ECLI:NL:RBSGR:2006:AZ0500
Rechtbank 's-Gravenhage
- Schadevergoedingsuitspraak
- Rechtspraak.nl
Beroep tegen inbewaringstelling van vreemdeling en verzoek om schadevergoeding
In deze zaak heeft de rechtbank 's-Gravenhage op 5 oktober 2006 uitspraak gedaan in een beroep tegen de inbewaringstelling van een vreemdeling, eiser, die op 11 september 2006 in bewaring was gesteld door de Minister voor Vreemdelingenzaken en Integratie. Eiser had eerder bezwaar gemaakt tegen een besluit van 27 januari 2004, waarbij hem ambtshalve een vergunning tot verblijf was onthouden. De rechtbank heeft vastgesteld dat er geen sprake was van een inleidende aanvraag, waardoor eiser geen rechten kon ontlenen aan artikel 73, eerste lid, van de Vreemdelingenwet 2000 (Vw 2000). De rechtbank oordeelde dat de Minister terecht artikel 59, eerste lid, aanhef en onder a, van de Vw 2000 had ingeroepen voor de maatregel van inbewaringstelling.
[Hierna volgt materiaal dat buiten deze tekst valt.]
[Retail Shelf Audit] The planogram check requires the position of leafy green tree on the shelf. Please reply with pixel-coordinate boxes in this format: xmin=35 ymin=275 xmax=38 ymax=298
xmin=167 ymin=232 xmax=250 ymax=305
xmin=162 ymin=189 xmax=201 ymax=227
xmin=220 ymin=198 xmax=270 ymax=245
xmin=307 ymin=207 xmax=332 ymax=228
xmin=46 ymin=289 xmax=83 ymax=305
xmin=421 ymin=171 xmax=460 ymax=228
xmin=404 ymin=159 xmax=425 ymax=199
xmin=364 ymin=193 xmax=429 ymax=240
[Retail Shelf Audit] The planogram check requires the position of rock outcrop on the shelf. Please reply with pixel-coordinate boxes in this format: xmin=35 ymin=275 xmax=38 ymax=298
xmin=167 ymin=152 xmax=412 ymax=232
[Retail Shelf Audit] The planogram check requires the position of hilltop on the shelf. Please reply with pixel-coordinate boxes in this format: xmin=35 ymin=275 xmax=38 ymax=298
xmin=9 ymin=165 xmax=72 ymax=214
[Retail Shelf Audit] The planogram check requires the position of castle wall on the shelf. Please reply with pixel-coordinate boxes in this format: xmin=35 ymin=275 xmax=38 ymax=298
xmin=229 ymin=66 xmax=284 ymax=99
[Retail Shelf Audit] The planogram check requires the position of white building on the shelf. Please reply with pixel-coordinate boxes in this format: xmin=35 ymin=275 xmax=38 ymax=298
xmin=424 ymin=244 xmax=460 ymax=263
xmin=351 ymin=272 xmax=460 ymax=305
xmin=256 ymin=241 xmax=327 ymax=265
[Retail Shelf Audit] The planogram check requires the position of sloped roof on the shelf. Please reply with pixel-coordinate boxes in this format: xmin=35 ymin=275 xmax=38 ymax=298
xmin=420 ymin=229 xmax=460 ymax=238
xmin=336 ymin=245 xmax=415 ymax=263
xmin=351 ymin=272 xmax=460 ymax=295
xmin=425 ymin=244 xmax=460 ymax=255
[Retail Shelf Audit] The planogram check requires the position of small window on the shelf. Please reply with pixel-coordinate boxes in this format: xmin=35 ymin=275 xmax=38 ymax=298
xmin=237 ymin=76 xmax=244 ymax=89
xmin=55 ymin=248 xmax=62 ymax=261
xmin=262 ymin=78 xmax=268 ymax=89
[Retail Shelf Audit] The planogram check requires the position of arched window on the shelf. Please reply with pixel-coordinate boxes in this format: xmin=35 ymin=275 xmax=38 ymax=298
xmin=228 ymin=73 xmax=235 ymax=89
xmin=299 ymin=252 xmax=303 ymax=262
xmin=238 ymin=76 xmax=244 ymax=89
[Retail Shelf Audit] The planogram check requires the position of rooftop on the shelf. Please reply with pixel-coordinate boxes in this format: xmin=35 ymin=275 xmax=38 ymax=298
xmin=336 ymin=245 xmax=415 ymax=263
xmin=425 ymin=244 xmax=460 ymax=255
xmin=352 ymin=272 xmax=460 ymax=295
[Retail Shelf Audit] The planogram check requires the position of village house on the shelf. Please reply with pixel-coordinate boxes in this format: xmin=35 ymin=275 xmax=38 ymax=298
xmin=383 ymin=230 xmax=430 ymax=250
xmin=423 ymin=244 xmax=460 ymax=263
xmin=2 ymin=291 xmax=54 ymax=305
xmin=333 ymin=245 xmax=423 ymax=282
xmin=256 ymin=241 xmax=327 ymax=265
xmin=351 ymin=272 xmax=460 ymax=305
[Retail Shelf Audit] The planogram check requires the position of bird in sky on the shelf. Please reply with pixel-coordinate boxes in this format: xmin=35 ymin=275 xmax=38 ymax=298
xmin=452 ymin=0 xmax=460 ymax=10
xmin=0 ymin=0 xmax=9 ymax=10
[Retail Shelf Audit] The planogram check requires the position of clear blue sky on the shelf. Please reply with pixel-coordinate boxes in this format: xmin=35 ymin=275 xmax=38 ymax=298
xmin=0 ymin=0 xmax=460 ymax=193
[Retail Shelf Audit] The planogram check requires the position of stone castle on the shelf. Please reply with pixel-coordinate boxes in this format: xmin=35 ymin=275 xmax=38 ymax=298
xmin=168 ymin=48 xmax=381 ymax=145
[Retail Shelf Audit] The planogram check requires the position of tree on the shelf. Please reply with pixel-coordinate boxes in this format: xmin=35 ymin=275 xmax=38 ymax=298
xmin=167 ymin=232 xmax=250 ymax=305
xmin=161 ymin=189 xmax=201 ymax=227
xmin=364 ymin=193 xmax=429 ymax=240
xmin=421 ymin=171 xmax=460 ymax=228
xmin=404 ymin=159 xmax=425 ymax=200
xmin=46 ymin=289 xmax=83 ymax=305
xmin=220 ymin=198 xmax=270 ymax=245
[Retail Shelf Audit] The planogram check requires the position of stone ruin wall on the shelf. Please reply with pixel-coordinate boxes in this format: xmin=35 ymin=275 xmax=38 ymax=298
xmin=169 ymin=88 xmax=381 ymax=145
De rechtbank overwoog dat eiser niet kon aantonen dat hij rechtmatig verblijf had en dat de gronden voor de bewaring, zoals het ontbreken van identiteitspapieren en voldoende bestaansmiddelen, voldoende waren om de openbare orde te vorderen. Eiser had aangevoerd dat hij op grond van artikel 73 van de Vw 2000 rechtmatig verblijf toekwam, maar de rechtbank oordeelde dat de enkele vermelding dat men een beslissing op bezwaar in Nederland mag afwachten, niet voldoende was om te concluderen dat hij niet in bewaring zou worden gesteld.
De rechtbank wees het verzoek om schadevergoeding af, omdat er geen grond was voor het toekennen van schadevergoeding en er ook geen aanleiding was voor een proceskostenveroordeling. De uitspraak werd gedaan door mr. A.P. Hameete, rechter, en C. Groenewegen, griffier, en werd openbaar uitgesproken op 5 oktober 2006.